Some of the best contenders were Diesel’s tweeds and Emporio Armani’s versions in navy. (Mr. Armani also made a nipped-waist black jacket with matador-style embroidery along the bodice. Because if you want to dress like you can spot red flags a mile away, you might as well look like the dude who waves them.) David Koma’s first outing for Blumarine brought a cap-sleeve black blazer with tiny flowers and a curved Bridgerton bodice, and Marni made theirs in a shade of yellow that we might call “radioactive butter.”
Perhaps the apex of effort-full jackets came at the Loro Piana presentation, where the Italian brand showed a giant aquarium tank full of silk getting mixed with wool. As the fibers blew through the air, you had to marvel at how O.G. designer Franco Loro Piana wanted—or basically needed?—the most immaculate material you could pull on your body, then became a mad scientist in pursuit of its perfection.

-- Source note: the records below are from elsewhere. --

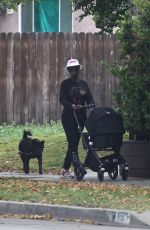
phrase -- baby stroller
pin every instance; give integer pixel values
(104, 133)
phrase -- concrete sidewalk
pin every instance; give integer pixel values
(93, 215)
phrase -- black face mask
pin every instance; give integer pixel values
(74, 71)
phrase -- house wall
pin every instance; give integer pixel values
(9, 23)
(86, 25)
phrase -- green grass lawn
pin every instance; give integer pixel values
(82, 193)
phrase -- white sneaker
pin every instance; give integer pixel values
(66, 174)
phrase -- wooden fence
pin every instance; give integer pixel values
(32, 68)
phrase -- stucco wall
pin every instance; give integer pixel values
(9, 23)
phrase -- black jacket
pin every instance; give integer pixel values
(74, 92)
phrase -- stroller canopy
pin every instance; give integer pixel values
(104, 120)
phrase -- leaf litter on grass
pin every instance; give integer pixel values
(74, 193)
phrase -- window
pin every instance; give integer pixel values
(46, 16)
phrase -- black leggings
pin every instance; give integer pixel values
(73, 137)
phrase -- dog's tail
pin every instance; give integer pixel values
(26, 134)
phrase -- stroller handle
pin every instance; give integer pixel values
(76, 107)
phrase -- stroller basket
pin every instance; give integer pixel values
(105, 128)
(104, 132)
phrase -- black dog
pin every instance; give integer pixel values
(30, 148)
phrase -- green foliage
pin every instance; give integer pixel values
(106, 14)
(133, 95)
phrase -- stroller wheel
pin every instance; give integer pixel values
(114, 173)
(100, 175)
(79, 171)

Piana’s blazers aren’t the easy, swing ‘em on types that hang like thin sweatshirts when you pull them over a t-shirt and jeans while pretending you have better things to do than inspire people. None of Milan’s best coats are. Instead, these toppers build your body a little taller. That’s because they don’t just want you to try—they command it.
The Committed Celebrities
On this week’s Marni runway, Tracee Ellis Ross wore a satin dress embroidered with a Lichtenstein “Bang!” graphic across the torso. (Her presence and the dress itself made a lot of noise.) The notoriously private Sharon Stone stepped into the spotlight for Antonio Marras, with slicked-back hair and sunglasses reminding everyone that she doesn’t need $10,000 a day; she only gets out of bed for designers that she believes in. Carla Bruni held a giant needle aloft—in heels!—for 45 minutes as guests like Keira Knightley filed into the Tod’s show. The needle was a symbol of the label’s deep expertise; the arm strength Bruni needed to hold it up was a symbol of her Pilates training. And at Versace, K-pop cutie Hynjinn showed off the label’s logo dyed directly onto his buzz cut. Why wear your heart on your sleeve when you can do it on top of your head?